Het College overweegt ten slotte ambtshalve dat de door ACM gekozen constructie van hoofdelijke aansprakelijkheid bij de boete-oplegging zich niet verdraagt met de wet. Ook de door de rechtbank vastgestelde boetes, waarbij ervoor gekozen is dat een deel daarvan door meerdere personen gezamenlijk dient te worden voldaan, passen niet in het systeem van de Awb. Het College legt aan de onderneming en de beide directeuren afzonderlijke boetes op.
Uitspraak
uitspraak
zaaknummers: 17/1374 en 17/1375
uitspraak van de meervoudige kamer van 5 februari 2019 op de hoger beroepen van:
1. [de onderneming] B.V.de onderneming),
2. [persoon 1]persoon 1) en
3. [persoon 2] persoon 2), allen te [plaats] ,(gemachtigde: mr. J.J.M. Sluijs),
(gemachtigden: mr. I.S. Post en mr. T. Telder),
tegen de uitspraak van de rechtbank Rotterdam van 27 juli 2017, kenmerk ROT 16/8243 en ROT 16/8244, in het geding tussen
en
ACM.
Procesverloop in hoger beroep
De onderneming en haar directeuren persoon 1 en persoon 2 (hierna ook: de onderneming c.s.) en ACM hebben hoger beroep ingesteld tegen de uitspraak van de rechtbank Rotterdam (rechtbank) van 27 juli 2017 (ECLI:NL:RBROT:2017:5652).

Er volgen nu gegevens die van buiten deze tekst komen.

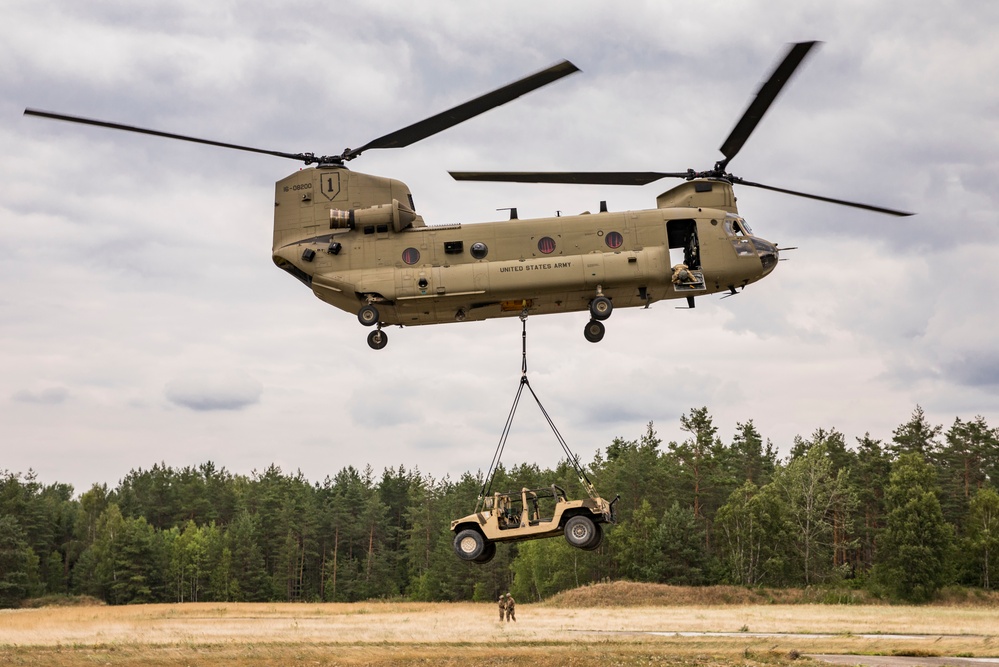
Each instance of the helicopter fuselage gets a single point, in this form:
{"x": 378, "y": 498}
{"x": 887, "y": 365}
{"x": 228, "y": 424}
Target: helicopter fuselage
{"x": 356, "y": 241}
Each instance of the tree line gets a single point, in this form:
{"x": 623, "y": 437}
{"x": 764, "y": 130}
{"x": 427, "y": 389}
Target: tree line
{"x": 901, "y": 518}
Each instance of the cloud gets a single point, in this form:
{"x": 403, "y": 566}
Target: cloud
{"x": 47, "y": 396}
{"x": 207, "y": 392}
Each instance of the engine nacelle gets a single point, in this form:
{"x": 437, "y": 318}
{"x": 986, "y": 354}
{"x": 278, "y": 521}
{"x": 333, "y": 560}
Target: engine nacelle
{"x": 395, "y": 214}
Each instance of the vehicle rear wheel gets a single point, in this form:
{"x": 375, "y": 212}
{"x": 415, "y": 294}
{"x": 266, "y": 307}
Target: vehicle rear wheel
{"x": 598, "y": 537}
{"x": 487, "y": 554}
{"x": 594, "y": 331}
{"x": 469, "y": 544}
{"x": 580, "y": 531}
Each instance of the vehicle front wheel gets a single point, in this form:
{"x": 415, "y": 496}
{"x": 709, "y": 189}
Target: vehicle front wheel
{"x": 469, "y": 544}
{"x": 580, "y": 531}
{"x": 487, "y": 554}
{"x": 598, "y": 537}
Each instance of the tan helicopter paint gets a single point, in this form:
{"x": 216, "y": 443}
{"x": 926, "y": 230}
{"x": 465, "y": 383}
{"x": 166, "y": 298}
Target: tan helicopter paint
{"x": 446, "y": 287}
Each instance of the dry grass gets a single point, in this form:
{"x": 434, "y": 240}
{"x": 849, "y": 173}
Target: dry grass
{"x": 632, "y": 594}
{"x": 467, "y": 633}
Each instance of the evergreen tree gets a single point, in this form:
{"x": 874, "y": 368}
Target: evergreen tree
{"x": 753, "y": 532}
{"x": 818, "y": 504}
{"x": 868, "y": 479}
{"x": 982, "y": 542}
{"x": 916, "y": 436}
{"x": 914, "y": 555}
{"x": 18, "y": 563}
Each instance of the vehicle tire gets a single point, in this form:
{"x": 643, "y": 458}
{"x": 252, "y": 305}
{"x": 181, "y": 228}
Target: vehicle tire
{"x": 487, "y": 554}
{"x": 601, "y": 308}
{"x": 594, "y": 331}
{"x": 580, "y": 531}
{"x": 377, "y": 339}
{"x": 469, "y": 544}
{"x": 368, "y": 315}
{"x": 598, "y": 537}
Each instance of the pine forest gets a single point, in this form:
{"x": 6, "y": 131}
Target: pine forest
{"x": 900, "y": 519}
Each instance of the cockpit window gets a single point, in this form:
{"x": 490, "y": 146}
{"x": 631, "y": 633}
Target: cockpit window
{"x": 737, "y": 227}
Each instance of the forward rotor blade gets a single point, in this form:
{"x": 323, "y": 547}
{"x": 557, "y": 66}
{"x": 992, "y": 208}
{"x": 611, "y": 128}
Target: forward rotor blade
{"x": 843, "y": 202}
{"x": 307, "y": 157}
{"x": 764, "y": 98}
{"x": 462, "y": 112}
{"x": 581, "y": 177}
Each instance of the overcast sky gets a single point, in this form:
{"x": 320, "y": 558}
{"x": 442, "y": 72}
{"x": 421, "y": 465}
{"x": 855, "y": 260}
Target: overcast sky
{"x": 142, "y": 319}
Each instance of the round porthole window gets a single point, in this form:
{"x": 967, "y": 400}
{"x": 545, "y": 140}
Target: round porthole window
{"x": 411, "y": 256}
{"x": 547, "y": 245}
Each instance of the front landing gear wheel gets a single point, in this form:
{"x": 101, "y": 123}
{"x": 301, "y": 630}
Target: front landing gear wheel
{"x": 594, "y": 331}
{"x": 487, "y": 554}
{"x": 377, "y": 339}
{"x": 469, "y": 544}
{"x": 600, "y": 308}
{"x": 368, "y": 315}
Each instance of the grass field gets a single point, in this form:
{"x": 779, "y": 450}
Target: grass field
{"x": 401, "y": 633}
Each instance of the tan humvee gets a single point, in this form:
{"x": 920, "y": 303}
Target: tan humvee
{"x": 528, "y": 515}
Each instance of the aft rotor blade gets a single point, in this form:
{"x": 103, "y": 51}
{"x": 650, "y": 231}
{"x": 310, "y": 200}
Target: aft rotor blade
{"x": 307, "y": 157}
{"x": 462, "y": 112}
{"x": 581, "y": 177}
{"x": 764, "y": 98}
{"x": 843, "y": 202}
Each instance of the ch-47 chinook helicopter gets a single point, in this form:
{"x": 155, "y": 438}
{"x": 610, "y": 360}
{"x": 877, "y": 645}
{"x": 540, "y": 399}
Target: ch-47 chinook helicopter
{"x": 357, "y": 242}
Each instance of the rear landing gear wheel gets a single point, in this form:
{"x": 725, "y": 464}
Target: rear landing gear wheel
{"x": 368, "y": 315}
{"x": 594, "y": 331}
{"x": 600, "y": 308}
{"x": 377, "y": 339}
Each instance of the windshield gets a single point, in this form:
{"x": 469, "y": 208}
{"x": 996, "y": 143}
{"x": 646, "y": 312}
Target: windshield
{"x": 736, "y": 226}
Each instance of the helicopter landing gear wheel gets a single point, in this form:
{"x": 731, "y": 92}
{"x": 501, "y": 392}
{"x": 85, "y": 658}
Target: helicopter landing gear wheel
{"x": 368, "y": 315}
{"x": 594, "y": 331}
{"x": 601, "y": 308}
{"x": 377, "y": 339}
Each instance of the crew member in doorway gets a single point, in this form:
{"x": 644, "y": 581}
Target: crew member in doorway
{"x": 683, "y": 276}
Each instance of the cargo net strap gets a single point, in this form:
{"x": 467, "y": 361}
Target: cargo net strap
{"x": 524, "y": 382}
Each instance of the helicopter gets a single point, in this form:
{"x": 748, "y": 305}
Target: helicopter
{"x": 356, "y": 241}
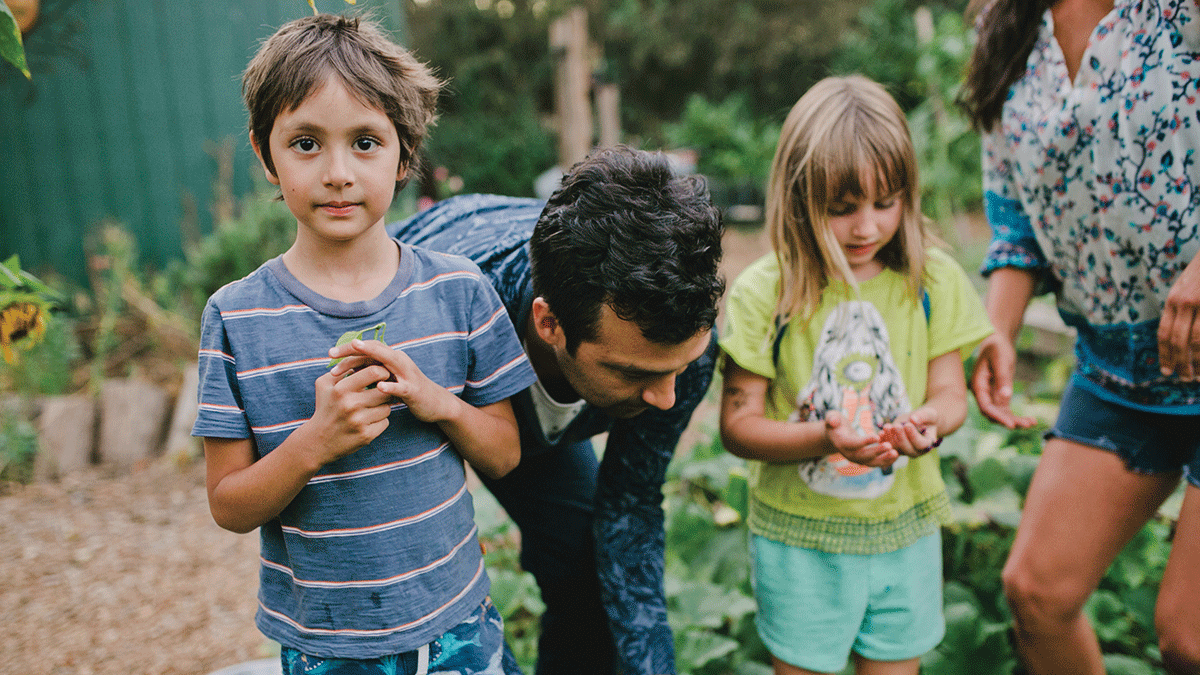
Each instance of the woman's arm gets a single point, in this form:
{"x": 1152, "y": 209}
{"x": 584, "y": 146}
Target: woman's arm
{"x": 1009, "y": 291}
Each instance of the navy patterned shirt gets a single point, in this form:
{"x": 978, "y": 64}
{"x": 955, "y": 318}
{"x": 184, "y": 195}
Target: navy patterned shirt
{"x": 629, "y": 539}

De onderneming c.s. hebben een reactie op het hogerberoepschrift van ACM ingediend.
ACM heeft een reactie op het hogerberoepschrift van de onderneming c.s. ingediend.
Het onderzoek ter zitting heeft plaatsgevonden op 30 augustus 2018.
Namens de onderneming zijn personen 1 en 2 verschenen, bijgestaan door hun gemachtigde. ACM heeft zich laten vertegenwoordigen door haar gemachtigden. Voorts is namens ACM verschenen C. van der Spek, toezichthouder.
Grondslag van het geschil
Voor een uitgebreide weergave van het verloop van de procedure, het wettelijk kader en de in dit geding van belang zijnde feiten en omstandigheden, voor zover niet bestreden, wordt verwezen naar de aangevallen uitspraak. Het College volstaat met het volgende.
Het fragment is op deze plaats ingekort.